1. "The Man with the Golden Shoes" covers the archaeological and historical evidence for the Celts and the extent of their civilisation across the European continent, including the two core periods of Celtic culture (i.e. Hallstatt culture and La Tène culture).
2. "The Birth of Nations" shows the formation of the modern Celtic nations from the ashes of the Roman conquest and fall.
3. "A Pagan Trinity" discusses Celtic mythology, legend, and belief, and then the introduction of Christian faith to the Irish and Scots.
4. "The Open-Ended Curve" presents the distinctive physical art of the Celts, both ancient and modern.
5. "The Final Conflict" returns to history, presenting the conquest of the modern Celtic nations by neighbouring England and France, with a detailed review of the attempted destruction of the Welsh language, the Irish resistance and revolution, and the immigration of the Irish and others to North America.
6. "The Legacy" is a discussion on the degree to which modern people may view themselves as Celts, with examples of modern Celtic-inspired practices like military discipline and warfare, the Welsh Eisteddfod, modern Irish music and art, and the efforts of the Bretons and Cape Bretoners to preserve their native languages in the face of societal assimilation by their ruling nations. Some of this episode was filmed in Portmeirion, Wales and makes references to the 1960s series The Prisoner.

==Soundtrack==

The series introduced the music of Irish singer Enya to a wider audience. Enya, formerly a member of the Celtic music group Clannad, was commissioned by David Richardson to compose the score for the series. Each episode of the series begins with the series' theme song, "The Celts". Two episodes include music videos of Enya performing the songs "I Want Tomorrow" and "Aldebaran" and she is also glimpsed performing the title track at the conclusion of the opening credits of each episode. The DVD includes an interview and several contemporary musical performances by Enya.

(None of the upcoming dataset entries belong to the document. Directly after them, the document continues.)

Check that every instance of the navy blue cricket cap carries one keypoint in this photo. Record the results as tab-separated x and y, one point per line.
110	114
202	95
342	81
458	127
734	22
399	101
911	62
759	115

The soundtrack album for The Celts was first released in 1987 by BBC Records under the title Enya. It reached No.69 in the UK albums chart. It was later reissued in North America by Atlantic Records. In 1992, Reprise Records, the licensees of Enya's later popular recordings such as "Orinoco Flow", obtained the rights to the Enya album and it was remastered and reissued under the title The Celts. This time the album reached No.10 in the UK. Also, Enya appeared in a new music video to promote the title song, and a CD-single of the theme song was released.